Both federal child labor laws and New York state law agree that the minimum age to work is 14 (with some exceptions).

 However, child labor laws in each state may also indicate the minimum age to work and which permits are needed. When there is a conflict between federal and state laws, the more stringent law will apply.

Children younger than 14 may work in some capacities, however. Child labor laws do not restrict them from working on a family farm or in a family business.
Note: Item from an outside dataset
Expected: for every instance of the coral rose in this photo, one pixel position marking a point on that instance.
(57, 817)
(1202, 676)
Young juveniles may also complete household chores or yard work (without power-driven tools) for pay or work in the entertainment industry, as babysitters or on paper routes. That should be good news for tweens and children hoping to earn some extra cash.

Before youth begin their jobs, it is important to review the rules and restrictions surrounding child labor laws, especially if they want to work in more official capacities as they age. 

Certificates for Work

New York state law requires child employment certificates for youth under age 18.

 Employment certificates are provided by the school for most juveniles, but child performers must go to the Labor Department for their certificates. In the Empire State, working papers are different colors based on age group. Also, youth younger than 18 will be provided with an age certificate by request, however, it is not required under New York state law.

 

What Hours Teens Can Work

Although teens ages 14-15 can work in a variety of jobs, including in offices, restaurants, grocery stores and hospitals, the hours they work are limited. Youth this age can't work more than three hours in a school day, 18 hours in a school week, eight hours on a non-school day or 40 hours during a non-school week. 

Additionally, these teens must work hours that fall between 7 a.m. and 7 p.m. (except from June 1 through Labor Day, when working hours extend to 9 p.m.) Teens ages 16-17 may work up to four hours on school days, eight hours on non-school days and 28 hours during school weeks. Neither group may work more than six days in a row. When school is out, older teens may work up to 48 hours between the hours of 6 a.m. to midnight (during the school year they work until 10 p.m.).  

Teens of all ages may not work in hazardous occupations that might cause serious bodily harm, death or adverse health effects.